Shillingford was noted by the British colonial administration for his criticism of the treatment of West Indian soldiers who served in World War I. He protested their assignment to labour battalions under poor conditions, arguing that they had been unfairly treated despite their service to their "mother country" Britain. He was known as the best friend to the poor.

== Death & legacy ==
On Monday morning 7th March 1938, at the age of 56, Shillingford died in a drowning incident off the coast of the Hatton Garden Estate bay, in Marigot, whilst sea bathing with his cousin Howell and the estate overseer, a "Mr L. Riviere". His funeral garnered a large number of people from all walks of life.
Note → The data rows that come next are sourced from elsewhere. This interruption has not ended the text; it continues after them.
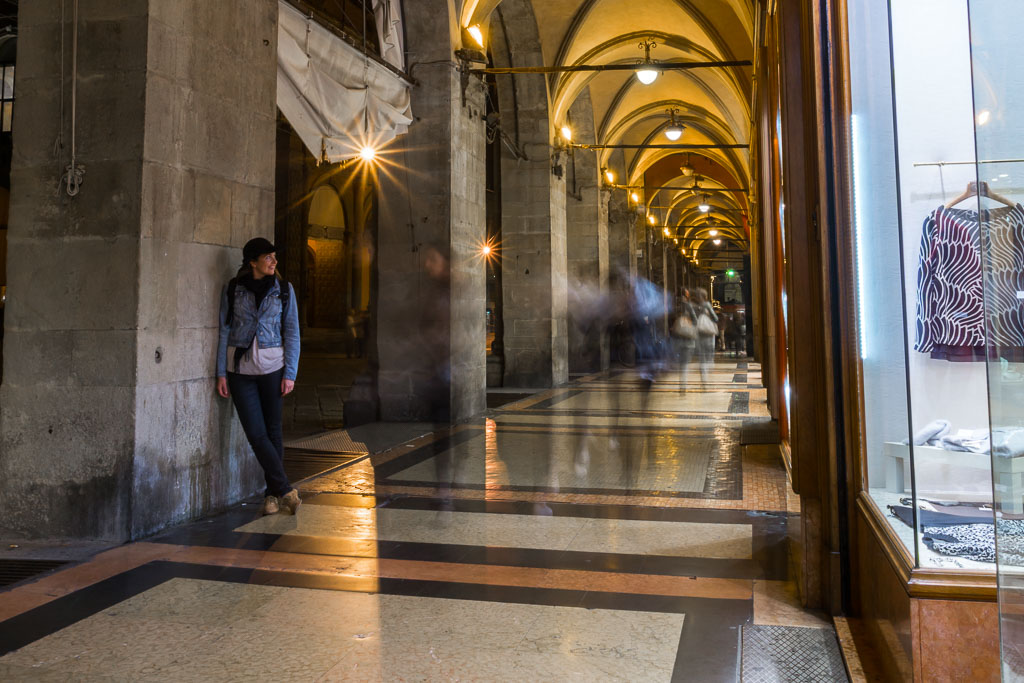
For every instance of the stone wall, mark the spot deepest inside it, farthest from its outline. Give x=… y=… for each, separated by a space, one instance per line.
x=110 y=424
x=433 y=205
x=587 y=245
x=534 y=219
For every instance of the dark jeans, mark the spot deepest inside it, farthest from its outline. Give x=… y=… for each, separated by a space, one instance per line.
x=258 y=401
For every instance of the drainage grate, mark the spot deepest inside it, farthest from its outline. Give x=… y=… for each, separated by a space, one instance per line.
x=793 y=654
x=12 y=570
x=336 y=441
x=302 y=464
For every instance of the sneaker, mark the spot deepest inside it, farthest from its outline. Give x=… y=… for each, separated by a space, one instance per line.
x=290 y=502
x=270 y=506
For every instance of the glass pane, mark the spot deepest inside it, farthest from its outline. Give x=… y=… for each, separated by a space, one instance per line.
x=8 y=82
x=879 y=266
x=943 y=283
x=997 y=53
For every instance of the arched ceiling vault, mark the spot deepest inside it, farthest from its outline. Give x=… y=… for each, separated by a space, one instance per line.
x=713 y=103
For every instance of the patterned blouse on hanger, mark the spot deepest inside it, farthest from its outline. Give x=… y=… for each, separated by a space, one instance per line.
x=951 y=294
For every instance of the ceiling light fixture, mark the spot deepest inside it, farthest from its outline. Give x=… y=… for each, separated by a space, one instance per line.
x=686 y=169
x=675 y=129
x=646 y=73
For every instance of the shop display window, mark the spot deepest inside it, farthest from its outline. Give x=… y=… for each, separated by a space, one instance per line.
x=996 y=56
x=929 y=328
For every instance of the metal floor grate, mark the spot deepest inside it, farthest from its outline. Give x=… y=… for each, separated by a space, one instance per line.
x=14 y=570
x=791 y=654
x=302 y=465
x=336 y=441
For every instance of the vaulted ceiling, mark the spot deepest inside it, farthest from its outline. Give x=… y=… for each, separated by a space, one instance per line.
x=713 y=103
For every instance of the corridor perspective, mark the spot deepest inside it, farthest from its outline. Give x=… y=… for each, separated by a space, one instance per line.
x=591 y=532
x=512 y=340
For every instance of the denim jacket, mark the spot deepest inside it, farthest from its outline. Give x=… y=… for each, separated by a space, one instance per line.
x=265 y=323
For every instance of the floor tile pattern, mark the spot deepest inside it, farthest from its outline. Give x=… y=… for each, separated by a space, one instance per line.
x=601 y=530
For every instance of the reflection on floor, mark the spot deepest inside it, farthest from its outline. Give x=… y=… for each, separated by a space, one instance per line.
x=596 y=531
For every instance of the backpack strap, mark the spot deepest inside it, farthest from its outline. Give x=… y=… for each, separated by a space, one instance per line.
x=231 y=286
x=283 y=294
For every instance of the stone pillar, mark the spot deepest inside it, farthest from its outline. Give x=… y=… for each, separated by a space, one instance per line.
x=433 y=202
x=534 y=269
x=587 y=240
x=110 y=424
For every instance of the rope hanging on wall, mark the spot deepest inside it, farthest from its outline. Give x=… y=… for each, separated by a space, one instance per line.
x=74 y=172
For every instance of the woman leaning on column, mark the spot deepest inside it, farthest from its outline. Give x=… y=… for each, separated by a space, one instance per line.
x=257 y=361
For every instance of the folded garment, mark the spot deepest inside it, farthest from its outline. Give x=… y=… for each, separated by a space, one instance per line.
x=933 y=430
x=1008 y=441
x=972 y=440
x=933 y=518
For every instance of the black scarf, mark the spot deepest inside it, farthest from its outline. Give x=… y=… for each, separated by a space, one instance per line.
x=260 y=288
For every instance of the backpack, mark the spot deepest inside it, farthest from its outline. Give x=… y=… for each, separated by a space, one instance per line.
x=283 y=295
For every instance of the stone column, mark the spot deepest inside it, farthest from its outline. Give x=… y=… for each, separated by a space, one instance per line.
x=432 y=201
x=111 y=428
x=587 y=239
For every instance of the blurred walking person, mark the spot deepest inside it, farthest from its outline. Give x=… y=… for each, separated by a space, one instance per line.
x=707 y=333
x=684 y=333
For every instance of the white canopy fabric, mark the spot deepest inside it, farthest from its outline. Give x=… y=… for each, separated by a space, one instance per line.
x=388 y=15
x=335 y=98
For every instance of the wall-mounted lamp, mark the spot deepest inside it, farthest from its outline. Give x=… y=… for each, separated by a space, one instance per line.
x=476 y=34
x=646 y=73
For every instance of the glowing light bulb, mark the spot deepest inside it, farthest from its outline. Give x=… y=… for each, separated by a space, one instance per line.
x=646 y=76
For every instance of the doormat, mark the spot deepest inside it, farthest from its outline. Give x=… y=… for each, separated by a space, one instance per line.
x=759 y=432
x=794 y=654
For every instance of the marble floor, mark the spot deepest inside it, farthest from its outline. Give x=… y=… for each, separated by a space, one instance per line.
x=599 y=531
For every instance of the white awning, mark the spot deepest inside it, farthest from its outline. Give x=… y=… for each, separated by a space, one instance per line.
x=335 y=98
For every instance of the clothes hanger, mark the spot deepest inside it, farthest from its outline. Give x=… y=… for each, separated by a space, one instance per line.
x=972 y=189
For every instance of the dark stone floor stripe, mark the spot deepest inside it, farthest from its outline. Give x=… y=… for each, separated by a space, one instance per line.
x=739 y=402
x=713 y=617
x=727 y=493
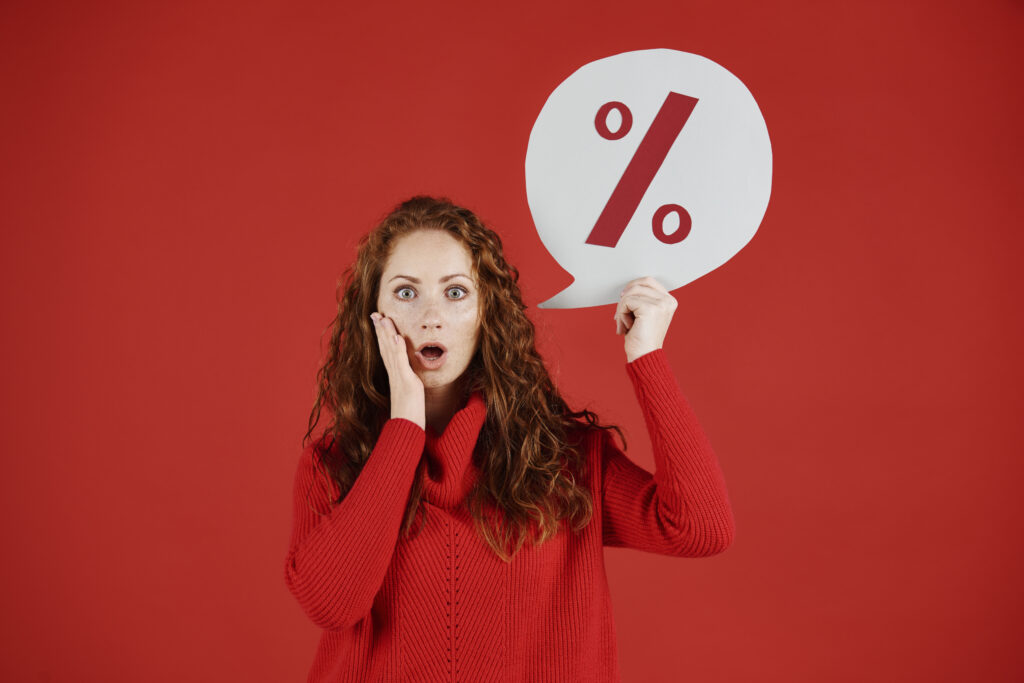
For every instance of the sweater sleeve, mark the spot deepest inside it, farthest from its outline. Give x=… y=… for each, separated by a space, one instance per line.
x=683 y=509
x=338 y=556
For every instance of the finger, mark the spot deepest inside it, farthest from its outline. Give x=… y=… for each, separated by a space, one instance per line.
x=646 y=282
x=638 y=288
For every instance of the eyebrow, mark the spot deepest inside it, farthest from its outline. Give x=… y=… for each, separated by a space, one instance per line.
x=442 y=280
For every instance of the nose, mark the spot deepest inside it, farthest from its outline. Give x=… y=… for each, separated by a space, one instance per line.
x=431 y=316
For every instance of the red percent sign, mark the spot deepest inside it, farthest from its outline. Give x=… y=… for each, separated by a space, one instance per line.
x=641 y=170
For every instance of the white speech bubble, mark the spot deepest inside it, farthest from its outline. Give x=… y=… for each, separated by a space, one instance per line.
x=717 y=168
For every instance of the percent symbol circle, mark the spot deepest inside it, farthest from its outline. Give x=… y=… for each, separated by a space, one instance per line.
x=641 y=170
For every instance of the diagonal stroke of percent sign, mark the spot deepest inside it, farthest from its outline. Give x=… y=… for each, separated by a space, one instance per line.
x=641 y=169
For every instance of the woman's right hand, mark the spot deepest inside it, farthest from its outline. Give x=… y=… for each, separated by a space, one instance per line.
x=407 y=389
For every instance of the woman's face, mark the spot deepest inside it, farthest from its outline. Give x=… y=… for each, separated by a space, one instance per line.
x=428 y=288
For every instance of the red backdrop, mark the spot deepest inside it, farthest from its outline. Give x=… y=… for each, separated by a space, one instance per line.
x=183 y=183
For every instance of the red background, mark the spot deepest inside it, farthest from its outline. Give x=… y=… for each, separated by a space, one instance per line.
x=184 y=182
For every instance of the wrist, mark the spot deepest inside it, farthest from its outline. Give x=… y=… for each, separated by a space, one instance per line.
x=633 y=354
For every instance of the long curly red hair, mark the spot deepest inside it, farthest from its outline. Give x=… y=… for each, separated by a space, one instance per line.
x=528 y=446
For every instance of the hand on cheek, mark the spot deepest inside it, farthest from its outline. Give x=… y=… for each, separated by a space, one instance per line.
x=406 y=388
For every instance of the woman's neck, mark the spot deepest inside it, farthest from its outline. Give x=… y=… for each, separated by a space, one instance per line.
x=441 y=403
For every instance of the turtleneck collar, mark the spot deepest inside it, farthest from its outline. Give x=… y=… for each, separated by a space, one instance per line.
x=450 y=474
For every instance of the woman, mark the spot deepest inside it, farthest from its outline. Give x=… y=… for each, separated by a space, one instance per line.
x=443 y=414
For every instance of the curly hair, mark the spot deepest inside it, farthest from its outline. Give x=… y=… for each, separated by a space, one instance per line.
x=528 y=450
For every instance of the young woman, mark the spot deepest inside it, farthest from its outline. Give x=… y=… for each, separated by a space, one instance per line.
x=449 y=523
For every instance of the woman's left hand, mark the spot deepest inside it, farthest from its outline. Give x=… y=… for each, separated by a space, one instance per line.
x=643 y=314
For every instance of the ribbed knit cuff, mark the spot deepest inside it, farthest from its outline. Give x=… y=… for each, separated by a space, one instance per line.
x=652 y=372
x=401 y=434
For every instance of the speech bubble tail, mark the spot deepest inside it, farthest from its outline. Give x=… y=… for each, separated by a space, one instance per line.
x=573 y=296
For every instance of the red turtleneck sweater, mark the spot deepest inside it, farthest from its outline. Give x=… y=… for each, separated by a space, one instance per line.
x=440 y=605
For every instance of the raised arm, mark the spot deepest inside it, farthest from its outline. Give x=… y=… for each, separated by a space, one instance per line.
x=338 y=556
x=683 y=509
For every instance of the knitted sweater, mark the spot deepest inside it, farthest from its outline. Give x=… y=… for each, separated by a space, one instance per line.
x=440 y=605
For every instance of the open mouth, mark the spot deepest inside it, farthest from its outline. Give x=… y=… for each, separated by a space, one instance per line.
x=431 y=355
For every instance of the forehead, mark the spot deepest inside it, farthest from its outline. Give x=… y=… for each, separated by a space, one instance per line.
x=426 y=253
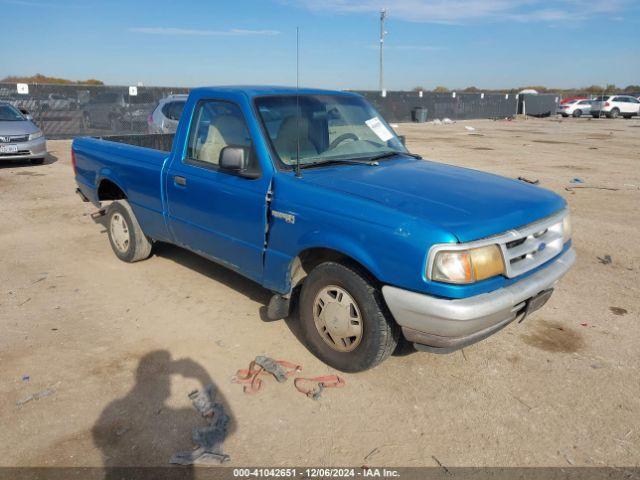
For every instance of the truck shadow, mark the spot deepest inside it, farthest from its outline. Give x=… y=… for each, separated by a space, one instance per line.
x=48 y=160
x=141 y=429
x=213 y=271
x=241 y=284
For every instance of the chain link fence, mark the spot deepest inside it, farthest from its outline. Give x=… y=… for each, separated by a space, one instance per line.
x=67 y=111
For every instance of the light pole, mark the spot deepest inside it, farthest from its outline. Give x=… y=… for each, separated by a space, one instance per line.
x=383 y=15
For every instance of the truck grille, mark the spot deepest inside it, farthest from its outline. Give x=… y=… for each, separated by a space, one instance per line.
x=532 y=245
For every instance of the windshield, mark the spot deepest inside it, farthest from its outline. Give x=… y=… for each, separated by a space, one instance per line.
x=329 y=127
x=8 y=113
The procession began by leaving his home at New Street, in Roseau, where all the shops closed and the banks flew their flags at half-mast.

Following Shillingford's death his cousin Newton Shillingford, another one of Dominica's wealthiest and most prominent businessmen, who had been the firm's attorney and manager for several years and owned 25% of the companies shares was made trustee of A. C. Shillingford & Co.The family's influence began to wane in the 1960s.